Wednesday, April 10, 2013

Writers' Wednesday: Pitch Your Book at Savvy Authors!

Hey writers, just a quick mention today:

Savvy Authors is hosting a slew of agents and editors this week over at their website, all of whom are taking pitches for material!

Click here to find out more. 

Monday, April 08, 2013

Monday Mentionables: Learning to Take a Deep Breath from Hugh Howey

I read a terrific article over the weekend in Writers Digest, about self-published success story Hugh Howey. I hadn't heard of him, but apparently he writes sci-fi and had a breakout with his novella (series) Wool. Long story short, he ended up winning agent Kristin Nelson and signing a contract with Simon & Schuster for print rights only, while keeping his right to self-publish digitally. This is a huge deal because it's almost unheard of. Big New York publishers traditionally want all the rights they can get: digital, print, audio, movie, foreign...

But apparently Howey held out because he didn't feel a burning need to grant those rights (he was making upwards of $150K a month in royalties from his self-pubbed works, so I guess he could afford to be choosy). He wanted to secure a "hybrid" deal for himself in part to break ground for other authors to do the same - which I think is oh so cool.

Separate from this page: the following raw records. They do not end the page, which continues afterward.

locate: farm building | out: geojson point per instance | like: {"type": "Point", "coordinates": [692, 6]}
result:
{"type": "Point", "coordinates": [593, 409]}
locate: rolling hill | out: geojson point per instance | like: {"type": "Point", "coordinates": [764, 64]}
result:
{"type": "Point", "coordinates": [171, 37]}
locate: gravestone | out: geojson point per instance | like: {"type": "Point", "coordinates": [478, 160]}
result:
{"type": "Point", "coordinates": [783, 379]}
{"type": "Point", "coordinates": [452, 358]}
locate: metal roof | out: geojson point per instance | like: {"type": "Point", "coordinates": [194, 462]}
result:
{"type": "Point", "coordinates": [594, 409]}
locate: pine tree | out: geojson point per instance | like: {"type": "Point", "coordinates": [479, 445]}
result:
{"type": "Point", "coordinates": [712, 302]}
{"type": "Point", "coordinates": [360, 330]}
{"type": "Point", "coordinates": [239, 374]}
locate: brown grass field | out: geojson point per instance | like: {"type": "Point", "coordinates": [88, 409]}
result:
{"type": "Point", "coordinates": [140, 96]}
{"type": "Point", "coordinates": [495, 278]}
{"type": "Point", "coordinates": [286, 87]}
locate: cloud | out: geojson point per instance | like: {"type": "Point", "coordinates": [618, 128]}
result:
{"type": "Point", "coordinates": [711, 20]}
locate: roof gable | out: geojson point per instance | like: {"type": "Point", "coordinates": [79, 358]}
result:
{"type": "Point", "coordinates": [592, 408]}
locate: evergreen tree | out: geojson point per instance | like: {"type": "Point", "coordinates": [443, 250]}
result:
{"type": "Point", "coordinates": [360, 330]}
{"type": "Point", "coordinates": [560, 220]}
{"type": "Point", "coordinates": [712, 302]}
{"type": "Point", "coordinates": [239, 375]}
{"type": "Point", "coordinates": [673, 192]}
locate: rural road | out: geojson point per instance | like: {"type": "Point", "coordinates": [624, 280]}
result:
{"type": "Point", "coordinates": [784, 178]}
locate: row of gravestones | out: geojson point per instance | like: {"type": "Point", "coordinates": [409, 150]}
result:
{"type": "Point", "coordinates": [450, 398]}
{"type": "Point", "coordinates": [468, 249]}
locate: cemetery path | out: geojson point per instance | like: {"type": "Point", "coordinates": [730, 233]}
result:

That's not the part of the article I liked the most, though. This is the paragraph that stood out for me:

"...maybe you're earning $20 or $50 a month with the six or seven titles you have out there, and you're busy writing your next work. You're not thinking about landing an agent. You're not writing query letters, you're writing stories. And meanwhile, your ebook sales might be paying your cable bill...Instead of having your manuscripts in a drawer or in self-addressed, stamped envelopes, you have them out there where readers can find them, and maybe one of them will take off..."

Something clicked for me when I read that, a reminder that we should be writing because we love it, not because we need to pay bills with it or because a contract/editor/agent is breathing down our necks for the next manuscript or because a genre is bursting with new works and if we don't keep up then we'll somehow lose our chance to publish...well, ever.

His words reminded me that I need to take a deep breath and worry a little less about when my books are coming out, when I'm finishing the next one, whether anyone will want to sign it, how I'll promote the backlist along with the new release and...

Yeah. Deep breaths. And remembering why I love to write. Thanks, Hugh Howey. I needed that.